To convert eigenvectors to loadings, multiply by the square root of the corresponding eigenvalue

# Just the first two factors
(lambda <- 
    sweep(eigen_r$vectors[, 1:2], MARGIN = 2,
          STATS = sqrt(eigen_r$values[1:2]), FUN = "*"))

           [,1]          [,2]
[1,] -0.6363502 -1.763834e-01
[2,] -0.6766130  1.384691e-17
[3,] -0.6766130 -3.461728e-17
[4,] -0.6363502  1.763834e-01

# Recompute communalities
rowSums(lambda^2)

[1] 0.4360527 0.4578052 0.4578052 0.4360527

# Then repeat the process

In initial factor extraction, \(\boldsymbol{\Psi}\) is an identity matrix, meaning that the factors are uncorrelated.

Number of Factors

We can extract as many as \(p\) factors, where \(p\) is the number of items, but this is not very useful

Each factor just explain one item

Sometimes there are nuisance factors based on wording similarities, and we usually don’t want to extract those

Some methods for determining number of factors

K1 rule (not recommended)
Scree plot (subjective)
- See Figure 12.4 and discussion in text
Parallel analysis (recommended)
The Hull method (recommended)
- Generalization of scree test; see text and the EFAtools R package

K1 Rule

If there is no common factor, items are uncorrelated, and all eigenvalues will be close to 1

So historically, researchers used number of eigenvalues > 1 as the number of factors

This is not recommended any more, but still the default in some software (e.g., SPSS)

Parallel Analysis

Improve K1 by taking into account the random noise in sample eigenvalues

Generate random data sets when there are no factors (i.e., items are uncorrelated)
- Need to know the sample size (\(N\))
For each data set, obtain eigenvalues based on full or reduced correlation matrix ¹
Retain factors when the \(k\)th sample eigenvalue is larger than the average (or 95%) of the \(k\)th sample eigenvalues from the random data

E.g., eigenvalues for a random data set

# Example with one simulated data
set.seed(1314)
num_var <- 4
num_obs <- 100
random_r <- cor(
    matrix(rnorm(num_var * num_obs), nrow = 100, ncol = 4)
)
# Eigenvalues
eigen(random_r)$values

[1] 1.1962797 1.1648113 0.8617416 0.7771674

Remarks on Factor Extraction

Statistical criterion is only suggestive; interpretability and theoretical relevance is also important.
One should routinely examine multiple criteria, such as with parallel analysis AND the psych::nfactors() function.
Other considerations: loading pattern, correlation residual (model fit).
If the software suggested \(k\) factors, \(k \pm 1\) factors may still be reasonable.

Rotation

Factor Indeterminacy:

\[Corr(\boldsymbol{X}) = \boldsymbol{\Lambda} \boldsymbol{\Psi} \boldsymbol{\Lambda}^\top + \boldsymbol{\Theta}\]
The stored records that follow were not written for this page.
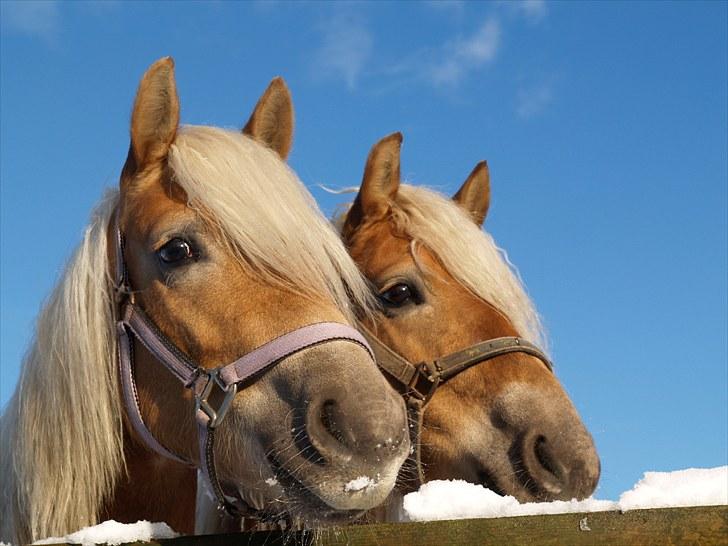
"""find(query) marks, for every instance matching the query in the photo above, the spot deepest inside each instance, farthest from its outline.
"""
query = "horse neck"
(154, 489)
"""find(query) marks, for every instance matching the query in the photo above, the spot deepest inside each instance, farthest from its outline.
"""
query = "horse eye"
(398, 295)
(176, 251)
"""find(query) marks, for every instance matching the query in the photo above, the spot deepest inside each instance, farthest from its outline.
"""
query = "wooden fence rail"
(704, 526)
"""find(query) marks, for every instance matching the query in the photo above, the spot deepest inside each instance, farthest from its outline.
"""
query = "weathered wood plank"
(703, 526)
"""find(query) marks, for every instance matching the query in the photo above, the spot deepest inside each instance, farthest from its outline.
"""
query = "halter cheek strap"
(419, 382)
(133, 323)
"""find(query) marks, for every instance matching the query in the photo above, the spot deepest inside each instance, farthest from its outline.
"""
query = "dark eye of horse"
(176, 251)
(398, 295)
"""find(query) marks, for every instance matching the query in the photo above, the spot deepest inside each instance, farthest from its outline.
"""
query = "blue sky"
(604, 125)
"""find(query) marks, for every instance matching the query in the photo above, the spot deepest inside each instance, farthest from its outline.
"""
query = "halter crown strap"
(134, 323)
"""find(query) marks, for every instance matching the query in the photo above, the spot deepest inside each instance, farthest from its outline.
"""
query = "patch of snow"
(457, 499)
(362, 482)
(691, 487)
(113, 533)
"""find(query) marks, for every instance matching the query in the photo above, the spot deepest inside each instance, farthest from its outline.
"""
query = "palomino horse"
(211, 249)
(459, 337)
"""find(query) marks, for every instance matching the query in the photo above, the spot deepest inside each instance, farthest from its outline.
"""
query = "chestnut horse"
(210, 249)
(504, 422)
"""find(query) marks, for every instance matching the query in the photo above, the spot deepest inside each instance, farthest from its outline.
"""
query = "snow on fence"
(704, 526)
(664, 508)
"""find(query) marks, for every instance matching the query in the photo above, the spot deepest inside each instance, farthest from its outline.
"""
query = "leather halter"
(132, 323)
(419, 382)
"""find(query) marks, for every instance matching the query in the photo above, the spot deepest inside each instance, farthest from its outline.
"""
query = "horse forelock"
(267, 215)
(61, 448)
(469, 254)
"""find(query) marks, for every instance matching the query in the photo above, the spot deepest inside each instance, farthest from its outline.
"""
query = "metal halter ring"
(425, 381)
(202, 402)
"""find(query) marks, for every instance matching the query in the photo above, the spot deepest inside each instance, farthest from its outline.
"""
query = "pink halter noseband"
(133, 323)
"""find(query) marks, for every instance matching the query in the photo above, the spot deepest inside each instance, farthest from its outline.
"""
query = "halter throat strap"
(133, 323)
(419, 382)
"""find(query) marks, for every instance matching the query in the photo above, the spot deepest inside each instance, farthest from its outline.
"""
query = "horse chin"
(318, 499)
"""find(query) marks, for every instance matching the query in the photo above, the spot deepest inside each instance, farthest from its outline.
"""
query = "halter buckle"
(425, 381)
(202, 400)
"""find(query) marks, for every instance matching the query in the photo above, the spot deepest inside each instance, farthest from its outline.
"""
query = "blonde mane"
(468, 253)
(266, 212)
(61, 449)
(61, 435)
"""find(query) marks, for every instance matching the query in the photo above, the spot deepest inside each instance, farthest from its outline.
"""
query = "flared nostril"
(559, 472)
(330, 422)
(545, 458)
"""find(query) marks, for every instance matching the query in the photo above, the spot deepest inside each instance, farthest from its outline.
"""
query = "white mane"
(266, 212)
(61, 447)
(61, 436)
(468, 253)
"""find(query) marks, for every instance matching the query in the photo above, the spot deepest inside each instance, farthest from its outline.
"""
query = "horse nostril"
(328, 419)
(545, 457)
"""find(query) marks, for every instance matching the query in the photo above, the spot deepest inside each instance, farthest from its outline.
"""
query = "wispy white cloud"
(345, 48)
(531, 101)
(466, 54)
(532, 10)
(40, 18)
(456, 7)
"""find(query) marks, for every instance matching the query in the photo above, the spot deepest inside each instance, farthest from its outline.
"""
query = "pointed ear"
(379, 185)
(271, 123)
(474, 195)
(155, 117)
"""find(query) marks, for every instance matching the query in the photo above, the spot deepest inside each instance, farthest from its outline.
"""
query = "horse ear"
(380, 182)
(474, 195)
(272, 120)
(155, 117)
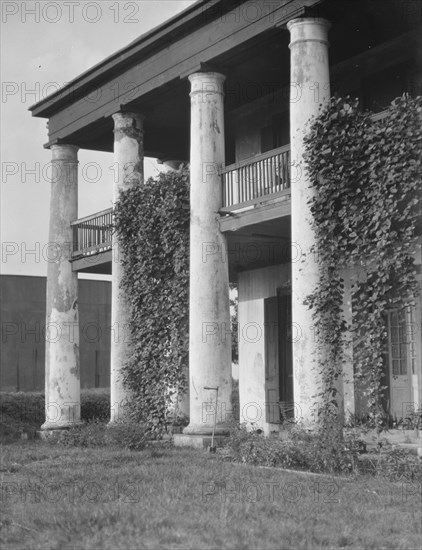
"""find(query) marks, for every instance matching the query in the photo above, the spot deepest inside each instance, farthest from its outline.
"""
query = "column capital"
(64, 151)
(207, 82)
(128, 123)
(123, 115)
(308, 29)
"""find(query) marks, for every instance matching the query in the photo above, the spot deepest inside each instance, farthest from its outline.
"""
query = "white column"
(209, 322)
(129, 171)
(62, 382)
(310, 85)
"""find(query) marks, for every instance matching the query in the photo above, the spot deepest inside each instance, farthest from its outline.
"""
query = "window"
(401, 345)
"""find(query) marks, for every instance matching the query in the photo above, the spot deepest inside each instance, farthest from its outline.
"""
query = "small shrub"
(97, 434)
(95, 405)
(399, 465)
(303, 450)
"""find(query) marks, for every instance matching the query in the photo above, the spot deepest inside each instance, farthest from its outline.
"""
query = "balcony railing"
(247, 182)
(92, 235)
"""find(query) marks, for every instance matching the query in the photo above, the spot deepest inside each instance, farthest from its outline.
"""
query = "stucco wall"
(23, 301)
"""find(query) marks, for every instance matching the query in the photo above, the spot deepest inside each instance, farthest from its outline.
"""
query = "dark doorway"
(278, 357)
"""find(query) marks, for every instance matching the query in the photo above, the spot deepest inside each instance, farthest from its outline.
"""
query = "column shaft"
(209, 321)
(62, 381)
(128, 158)
(310, 85)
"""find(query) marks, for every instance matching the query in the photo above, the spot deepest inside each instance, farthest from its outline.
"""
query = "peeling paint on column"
(129, 159)
(210, 356)
(309, 67)
(62, 380)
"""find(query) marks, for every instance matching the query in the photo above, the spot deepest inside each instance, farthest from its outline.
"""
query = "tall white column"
(129, 171)
(209, 321)
(62, 381)
(310, 85)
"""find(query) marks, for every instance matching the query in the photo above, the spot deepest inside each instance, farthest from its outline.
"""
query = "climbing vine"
(366, 175)
(152, 224)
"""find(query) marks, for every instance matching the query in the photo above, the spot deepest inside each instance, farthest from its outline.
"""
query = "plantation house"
(229, 87)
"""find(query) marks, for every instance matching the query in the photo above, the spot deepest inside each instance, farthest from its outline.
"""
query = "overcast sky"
(44, 45)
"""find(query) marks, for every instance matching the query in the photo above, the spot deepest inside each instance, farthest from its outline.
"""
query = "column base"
(53, 426)
(201, 430)
(198, 441)
(46, 433)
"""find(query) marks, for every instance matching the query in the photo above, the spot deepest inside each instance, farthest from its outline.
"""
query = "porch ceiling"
(259, 245)
(254, 56)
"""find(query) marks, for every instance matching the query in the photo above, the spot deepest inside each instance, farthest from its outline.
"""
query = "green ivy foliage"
(152, 224)
(366, 175)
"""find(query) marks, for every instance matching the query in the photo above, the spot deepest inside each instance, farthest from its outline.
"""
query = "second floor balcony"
(253, 190)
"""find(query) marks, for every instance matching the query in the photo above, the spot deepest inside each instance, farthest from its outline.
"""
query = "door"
(400, 357)
(278, 358)
(286, 355)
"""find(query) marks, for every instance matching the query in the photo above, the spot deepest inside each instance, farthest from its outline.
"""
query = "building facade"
(229, 87)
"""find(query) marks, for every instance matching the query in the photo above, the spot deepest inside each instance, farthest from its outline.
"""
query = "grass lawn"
(76, 498)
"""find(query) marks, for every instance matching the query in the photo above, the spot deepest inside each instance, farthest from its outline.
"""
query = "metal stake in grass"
(213, 447)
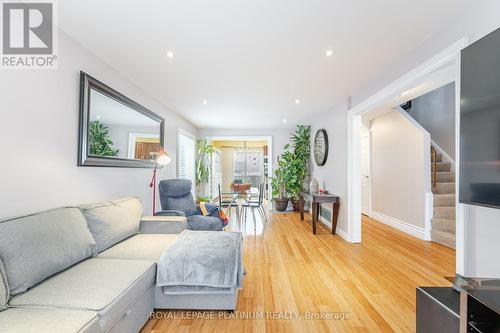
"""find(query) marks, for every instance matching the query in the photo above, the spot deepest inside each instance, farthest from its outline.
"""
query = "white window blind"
(186, 158)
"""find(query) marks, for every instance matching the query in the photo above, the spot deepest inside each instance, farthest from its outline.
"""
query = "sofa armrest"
(170, 212)
(162, 224)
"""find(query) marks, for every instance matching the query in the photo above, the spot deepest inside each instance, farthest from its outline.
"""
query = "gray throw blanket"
(202, 261)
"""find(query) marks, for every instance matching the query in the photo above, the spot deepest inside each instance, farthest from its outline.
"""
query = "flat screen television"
(480, 123)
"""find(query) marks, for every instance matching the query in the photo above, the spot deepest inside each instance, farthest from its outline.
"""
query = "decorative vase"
(314, 186)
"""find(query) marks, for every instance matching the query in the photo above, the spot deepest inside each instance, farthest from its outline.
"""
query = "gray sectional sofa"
(88, 269)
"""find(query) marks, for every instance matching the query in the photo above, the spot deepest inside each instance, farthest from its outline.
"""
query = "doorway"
(365, 173)
(438, 71)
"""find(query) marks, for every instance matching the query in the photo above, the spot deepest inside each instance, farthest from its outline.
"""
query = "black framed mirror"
(115, 131)
(321, 147)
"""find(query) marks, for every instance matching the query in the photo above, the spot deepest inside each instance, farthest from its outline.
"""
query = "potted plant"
(204, 152)
(278, 185)
(299, 164)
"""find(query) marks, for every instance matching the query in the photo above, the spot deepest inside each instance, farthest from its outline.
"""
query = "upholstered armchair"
(177, 200)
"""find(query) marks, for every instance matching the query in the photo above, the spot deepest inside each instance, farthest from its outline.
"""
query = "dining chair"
(257, 203)
(224, 202)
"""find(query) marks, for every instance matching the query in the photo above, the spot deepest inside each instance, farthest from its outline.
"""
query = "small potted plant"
(280, 200)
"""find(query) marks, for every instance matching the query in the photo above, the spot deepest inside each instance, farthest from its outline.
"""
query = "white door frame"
(369, 137)
(408, 81)
(267, 138)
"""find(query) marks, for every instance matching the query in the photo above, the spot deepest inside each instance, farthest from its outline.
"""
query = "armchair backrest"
(175, 194)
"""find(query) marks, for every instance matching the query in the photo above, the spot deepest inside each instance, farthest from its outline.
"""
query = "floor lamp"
(162, 159)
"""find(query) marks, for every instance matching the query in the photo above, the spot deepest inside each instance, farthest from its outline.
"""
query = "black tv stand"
(471, 305)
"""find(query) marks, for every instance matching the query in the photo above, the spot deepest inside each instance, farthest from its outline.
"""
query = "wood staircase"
(443, 189)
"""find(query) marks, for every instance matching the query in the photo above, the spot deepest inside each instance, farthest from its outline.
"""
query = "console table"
(316, 200)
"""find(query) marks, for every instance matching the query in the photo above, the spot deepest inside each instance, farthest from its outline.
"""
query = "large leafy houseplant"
(299, 163)
(279, 182)
(204, 152)
(100, 144)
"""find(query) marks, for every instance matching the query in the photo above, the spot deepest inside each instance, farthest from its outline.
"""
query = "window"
(186, 152)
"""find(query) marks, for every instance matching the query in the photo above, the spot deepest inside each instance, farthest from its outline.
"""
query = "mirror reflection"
(116, 130)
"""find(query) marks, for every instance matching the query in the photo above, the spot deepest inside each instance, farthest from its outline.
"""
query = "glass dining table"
(238, 199)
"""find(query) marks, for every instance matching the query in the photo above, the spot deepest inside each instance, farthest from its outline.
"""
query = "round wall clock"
(320, 147)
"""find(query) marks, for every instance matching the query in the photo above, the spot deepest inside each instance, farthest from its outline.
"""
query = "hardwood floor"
(368, 287)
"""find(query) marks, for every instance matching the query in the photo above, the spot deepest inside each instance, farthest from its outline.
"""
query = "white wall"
(398, 183)
(483, 227)
(39, 130)
(333, 175)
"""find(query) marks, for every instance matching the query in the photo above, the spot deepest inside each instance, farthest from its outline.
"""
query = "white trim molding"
(400, 225)
(450, 55)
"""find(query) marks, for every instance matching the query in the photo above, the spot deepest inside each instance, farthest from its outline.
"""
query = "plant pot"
(280, 204)
(295, 203)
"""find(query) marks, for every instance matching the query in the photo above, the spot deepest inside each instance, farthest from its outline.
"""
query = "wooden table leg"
(335, 216)
(315, 216)
(301, 207)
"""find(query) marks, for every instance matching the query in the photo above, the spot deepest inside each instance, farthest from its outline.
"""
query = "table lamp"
(162, 159)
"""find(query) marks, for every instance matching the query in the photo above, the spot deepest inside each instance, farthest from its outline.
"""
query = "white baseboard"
(400, 225)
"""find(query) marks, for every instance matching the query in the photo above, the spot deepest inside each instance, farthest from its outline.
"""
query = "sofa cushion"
(142, 246)
(112, 221)
(4, 289)
(107, 286)
(37, 246)
(209, 223)
(33, 320)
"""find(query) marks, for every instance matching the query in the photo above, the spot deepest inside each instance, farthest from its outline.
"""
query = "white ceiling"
(252, 59)
(111, 112)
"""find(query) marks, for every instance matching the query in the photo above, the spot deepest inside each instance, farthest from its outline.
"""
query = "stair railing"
(434, 166)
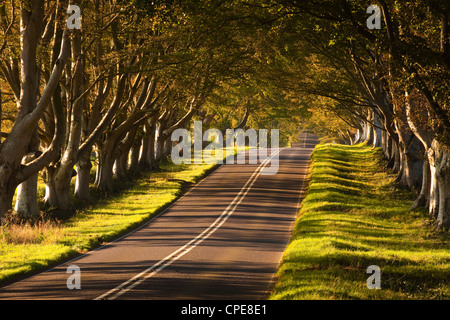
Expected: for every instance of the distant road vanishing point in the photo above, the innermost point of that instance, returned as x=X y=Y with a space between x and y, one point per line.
x=223 y=240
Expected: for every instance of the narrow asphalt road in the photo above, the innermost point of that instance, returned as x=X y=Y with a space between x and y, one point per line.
x=222 y=240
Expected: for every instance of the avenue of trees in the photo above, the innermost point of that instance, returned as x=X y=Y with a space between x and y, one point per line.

We can define arbitrary transformation of \(\boldsymbol{\Lambda}*\) = \(\boldsymbol{\Lambda} \mathbf{T}\) and \(\boldsymbol{\Psi}*\) = \(\mathbf{T}^{-1} \boldsymbol{\Psi} {\mathbf{T}^\top}^{-1}\), and get exactly the same implied correlation.

Therefore, there are infinitely many choices of loading matrix, the goal of rotation is to choose the most interpretable solution.

Rotation DOES NOT change model fit

Variable and Factor Complexity

Sum of cross-products of squared loadings

Squared loadings are closer to zero when the original values are small to moderate
- E.g., .9^2 = .81; .5^2 = .25; .1^2 = .01
Cross product will be small if one of the loading is small
- E.g., .5^2 * .5^2 = .0625, but .9^2 * .1^2 = .0081

Low variable complexity: each item has high loading on only one factor (i.e., cross-loadings are small)

Low factor complexity: each factor has only a few items with strong loadings on it

Simple Structure (see p. 332 of text)

Sometimes minimizing cross-loadings may lead to problems (more on this in CFA)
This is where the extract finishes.